- Born: Montreal, Quebec, Canada
- Occupations: Singer-songwriter, record producer, composer, musician, actor, author
- Instruments: Tabla, harmonium, piano, dholak
- Years active: 1996
- Website: planetjosh.com

= Rup Magon =

Rupinder "Rup" Singh Magon is an Indian-Canadian singer, songwriter, producer, actor and author born and raised in Montreal, Quebec. He is a co-lead singer of JoSH, a South Asian fusion band.

==Music career==
Rup founded Josh in 1996 with his brother, Rik Magon, and good friend Shiraz 'Shazi' Hussain. They were joined by Qurram 'q' Hussein, Rup's current band-mate, in 1998, and two years later Rup and Q embarked on their own path for JoSH without Rik and Shiraz.

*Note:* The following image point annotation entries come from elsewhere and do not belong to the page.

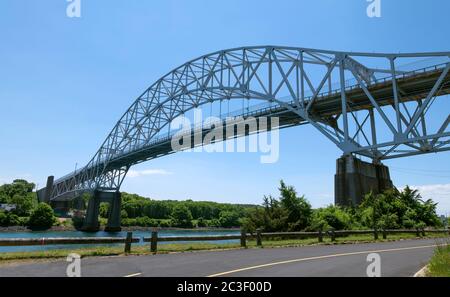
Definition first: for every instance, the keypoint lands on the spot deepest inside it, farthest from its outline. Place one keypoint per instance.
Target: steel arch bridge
(379, 106)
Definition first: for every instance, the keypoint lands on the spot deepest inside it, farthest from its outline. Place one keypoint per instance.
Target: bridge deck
(412, 86)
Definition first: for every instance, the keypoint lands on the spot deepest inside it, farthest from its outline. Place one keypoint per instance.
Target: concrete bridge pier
(91, 223)
(355, 178)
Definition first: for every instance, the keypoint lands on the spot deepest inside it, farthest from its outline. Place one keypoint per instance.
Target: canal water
(140, 234)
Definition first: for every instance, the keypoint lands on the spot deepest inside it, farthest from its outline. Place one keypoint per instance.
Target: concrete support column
(114, 213)
(91, 223)
(355, 178)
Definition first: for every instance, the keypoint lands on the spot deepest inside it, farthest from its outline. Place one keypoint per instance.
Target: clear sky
(64, 82)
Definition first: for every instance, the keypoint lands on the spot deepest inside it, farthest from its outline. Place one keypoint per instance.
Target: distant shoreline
(12, 229)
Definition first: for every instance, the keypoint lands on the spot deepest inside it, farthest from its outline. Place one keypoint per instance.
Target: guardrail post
(333, 235)
(154, 242)
(243, 239)
(128, 241)
(258, 237)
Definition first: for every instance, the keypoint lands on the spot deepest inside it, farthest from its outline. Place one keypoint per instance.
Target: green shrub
(182, 217)
(42, 217)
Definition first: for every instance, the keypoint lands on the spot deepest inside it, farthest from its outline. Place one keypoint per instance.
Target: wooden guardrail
(70, 240)
(243, 237)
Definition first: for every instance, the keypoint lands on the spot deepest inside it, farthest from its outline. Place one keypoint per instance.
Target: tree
(19, 192)
(42, 217)
(229, 219)
(298, 208)
(331, 217)
(182, 217)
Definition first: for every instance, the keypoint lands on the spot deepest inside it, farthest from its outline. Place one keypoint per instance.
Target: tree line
(391, 209)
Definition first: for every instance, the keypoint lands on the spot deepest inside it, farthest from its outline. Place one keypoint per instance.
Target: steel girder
(283, 76)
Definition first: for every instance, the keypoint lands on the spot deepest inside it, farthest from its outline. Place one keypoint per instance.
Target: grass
(439, 265)
(117, 250)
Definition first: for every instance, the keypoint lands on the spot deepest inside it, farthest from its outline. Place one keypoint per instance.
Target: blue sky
(65, 82)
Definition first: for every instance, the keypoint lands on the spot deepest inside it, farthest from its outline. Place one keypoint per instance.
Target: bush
(42, 217)
(77, 222)
(229, 219)
(10, 219)
(331, 216)
(165, 223)
(201, 222)
(182, 217)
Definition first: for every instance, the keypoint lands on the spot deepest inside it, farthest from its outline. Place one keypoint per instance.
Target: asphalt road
(400, 258)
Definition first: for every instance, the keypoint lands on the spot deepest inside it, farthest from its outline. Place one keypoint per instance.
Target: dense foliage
(389, 210)
(140, 211)
(42, 216)
(289, 212)
(20, 193)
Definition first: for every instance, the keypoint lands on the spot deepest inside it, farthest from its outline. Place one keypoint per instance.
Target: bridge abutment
(91, 223)
(355, 178)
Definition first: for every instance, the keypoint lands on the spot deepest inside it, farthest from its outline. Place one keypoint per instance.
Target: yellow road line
(321, 257)
(133, 275)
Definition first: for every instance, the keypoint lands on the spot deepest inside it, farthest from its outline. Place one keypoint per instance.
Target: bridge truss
(379, 106)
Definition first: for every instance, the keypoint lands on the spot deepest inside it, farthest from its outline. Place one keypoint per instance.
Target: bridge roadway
(398, 259)
(412, 86)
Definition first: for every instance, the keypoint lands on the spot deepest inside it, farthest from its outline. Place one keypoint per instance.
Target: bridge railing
(243, 237)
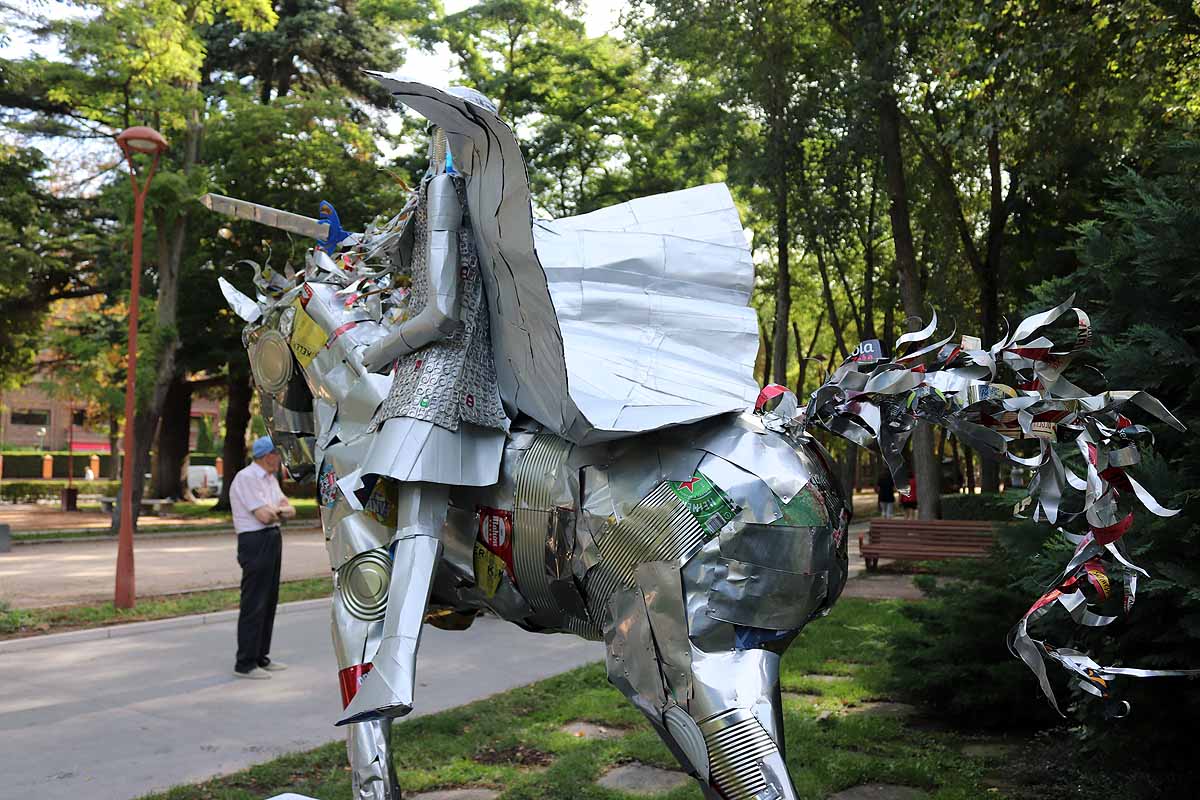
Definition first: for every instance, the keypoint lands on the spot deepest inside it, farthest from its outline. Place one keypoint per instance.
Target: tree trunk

Rup's love and drive for music and the arts, and his unquestioned belief that he could make a career for himself singing South Asian Fusion music, despite being based in Canada, was initially met with doubt and skepticism from friends and family, who wanted him to pursue a more traditional 'North American' career not based in the arts. Rup never relented, working tirelessly with Q to produce their first compositions for Josh, "Main Hoon Tanha", which also ended up being the title track for their debut album.

Rup and Q have continued to produce successful music and albums, including Kabhi (2004), Josh's much-anticipated second album, Mausam (2006), JoSH's third album, and Beyond Kismat, JoSH's most-recent fourth album released in 2010. JoSH has worked on various other projects as well, including a remix of Grammy winner Nelly Furtado's latest singles, "Promiscuous Girl" and "Maneater".

Among Rup's accomplishments as a member of JoSH include becoming the first Canadian Sikh to win both MTV India and MTV Pakistan awards.

Rup has also ventured outside of the realm of music to expand his career within the umbrella of the Performing Arts.

==Acting==
Rup is in the 2011 sports comedy film Speedy Singhs (also known as Breakaway), directed by Robert Lieberman, starring Vinay Virmani, Russell Peters, Camilla Belle, and Anupam Kher. Rup plays the role of Jassi Singh, a member of the Speedy Singhs hockey team featured in the film. Akshay Kumar, Drake, and Ludacris also make cameo appearances in the film.

JoSH recorded the title track for the Speedy Singhs/Breakaway film, titled "Chaddi Wale Yaar".

In 2020, he appeared as Amandeep in the comedy web series Decoys.

==Author==
In 2011, Rup released the cookbook Ten Easy Desi Recipes for Guys featuring Indian cuisine.